At 14:30 ET (18:30 GMT), Brent oil futures fell 1.2% to $78.80 a barrel, while West Texas Intermediate crude futures dropped 1.4% to $74.74 a barrel.
Weak Chinese data weighs
A raft of disappointing economic news from China has weighed heavily on commodity prices, particularly after the country’s GDP data disappointed earlier this month.
The Politburo, a top decision-making body of the ruling Communist Party, pledged at the end of its July meeting to pursue a “proactive” fiscal policy, suggesting more stimulus ahead in order to boost the country’s struggling economy.

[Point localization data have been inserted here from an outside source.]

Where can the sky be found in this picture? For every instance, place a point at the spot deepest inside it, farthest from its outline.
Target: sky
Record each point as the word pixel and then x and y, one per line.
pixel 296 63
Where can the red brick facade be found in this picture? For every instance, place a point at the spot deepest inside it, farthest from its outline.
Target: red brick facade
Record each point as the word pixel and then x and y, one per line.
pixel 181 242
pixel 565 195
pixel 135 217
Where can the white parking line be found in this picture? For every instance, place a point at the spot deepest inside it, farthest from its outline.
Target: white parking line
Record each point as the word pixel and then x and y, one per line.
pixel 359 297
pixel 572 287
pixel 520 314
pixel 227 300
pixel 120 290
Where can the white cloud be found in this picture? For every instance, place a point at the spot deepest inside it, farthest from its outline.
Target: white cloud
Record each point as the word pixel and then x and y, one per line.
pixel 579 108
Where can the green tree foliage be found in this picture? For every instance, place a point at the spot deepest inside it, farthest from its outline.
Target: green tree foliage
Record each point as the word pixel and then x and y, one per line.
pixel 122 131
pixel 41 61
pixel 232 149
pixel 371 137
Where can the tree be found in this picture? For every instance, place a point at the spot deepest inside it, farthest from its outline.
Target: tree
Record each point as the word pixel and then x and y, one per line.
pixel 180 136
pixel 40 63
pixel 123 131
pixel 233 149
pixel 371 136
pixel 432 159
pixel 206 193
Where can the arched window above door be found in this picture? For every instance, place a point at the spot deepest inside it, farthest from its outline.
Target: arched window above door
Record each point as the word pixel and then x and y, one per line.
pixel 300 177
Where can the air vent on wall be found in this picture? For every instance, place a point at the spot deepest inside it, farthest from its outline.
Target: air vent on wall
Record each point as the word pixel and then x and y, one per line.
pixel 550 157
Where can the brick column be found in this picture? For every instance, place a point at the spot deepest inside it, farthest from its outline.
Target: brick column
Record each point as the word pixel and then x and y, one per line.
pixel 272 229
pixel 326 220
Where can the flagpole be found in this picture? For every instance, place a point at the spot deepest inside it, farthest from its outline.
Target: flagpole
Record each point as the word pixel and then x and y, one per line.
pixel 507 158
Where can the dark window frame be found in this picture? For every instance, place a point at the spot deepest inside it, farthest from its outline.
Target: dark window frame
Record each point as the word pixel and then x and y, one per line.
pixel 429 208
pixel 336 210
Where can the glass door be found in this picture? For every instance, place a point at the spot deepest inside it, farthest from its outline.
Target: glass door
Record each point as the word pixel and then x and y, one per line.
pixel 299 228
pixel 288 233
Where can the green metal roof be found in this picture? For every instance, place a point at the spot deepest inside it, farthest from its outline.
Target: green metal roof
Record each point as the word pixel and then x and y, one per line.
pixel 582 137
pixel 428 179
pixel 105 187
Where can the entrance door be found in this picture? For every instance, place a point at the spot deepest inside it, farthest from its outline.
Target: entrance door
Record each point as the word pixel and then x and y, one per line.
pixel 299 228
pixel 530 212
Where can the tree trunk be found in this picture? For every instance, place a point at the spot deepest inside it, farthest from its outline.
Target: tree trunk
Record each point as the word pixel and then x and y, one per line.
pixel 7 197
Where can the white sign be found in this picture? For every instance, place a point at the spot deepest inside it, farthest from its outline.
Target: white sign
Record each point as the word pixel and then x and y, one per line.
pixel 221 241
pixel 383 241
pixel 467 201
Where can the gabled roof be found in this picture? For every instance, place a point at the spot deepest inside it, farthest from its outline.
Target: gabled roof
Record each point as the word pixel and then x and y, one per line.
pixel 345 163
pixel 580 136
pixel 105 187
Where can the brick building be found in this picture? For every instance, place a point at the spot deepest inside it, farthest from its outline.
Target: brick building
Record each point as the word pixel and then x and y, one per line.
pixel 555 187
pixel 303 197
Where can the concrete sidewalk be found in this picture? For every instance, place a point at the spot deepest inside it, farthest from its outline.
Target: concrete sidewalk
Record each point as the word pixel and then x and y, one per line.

“We believe recent liquidation is being driven by macro and algorithmic flows as demand from China, the world’s largest crude importer, posted its slowest economic growth in five quarters,” Macquarie said in a Tuesday note.
Israel strikes Beirut
The risk premium in crude prices was revived somewhat after Israel said its military launched a “targeted strike” against Hezbollah commander in retaliation for a rocket strike that killed 12 in Israel-occupied Golan Heights.
The strike comes just days after Prime Minister Benjamin Netanyahu warned of a “harsh” response to the attack.
While the prospect of an all-out war in the Middle East does present some supply risks for crude, there has been so far little disruptions in oil production in the region, even with the Israel-Hamas war reaching its ninth month.
OPEC meeting, US inventories due
Caution before a meeting of the Organization of Petroleum Exporting Countries due Thursday also weighed on sentiment even as many expect that the cartel to downplay any plans for scaling back production cuts.
There could also be some support from the latest U.S. inventory reports due this week, which are expected to show lower crude and fuel stocks.
“Despite the recent pullback, it would not surprise us if prices find support from summer draws through the end of August before beginning a multimonth pullback due to large 4Q24 surpluses,” Macquarie added.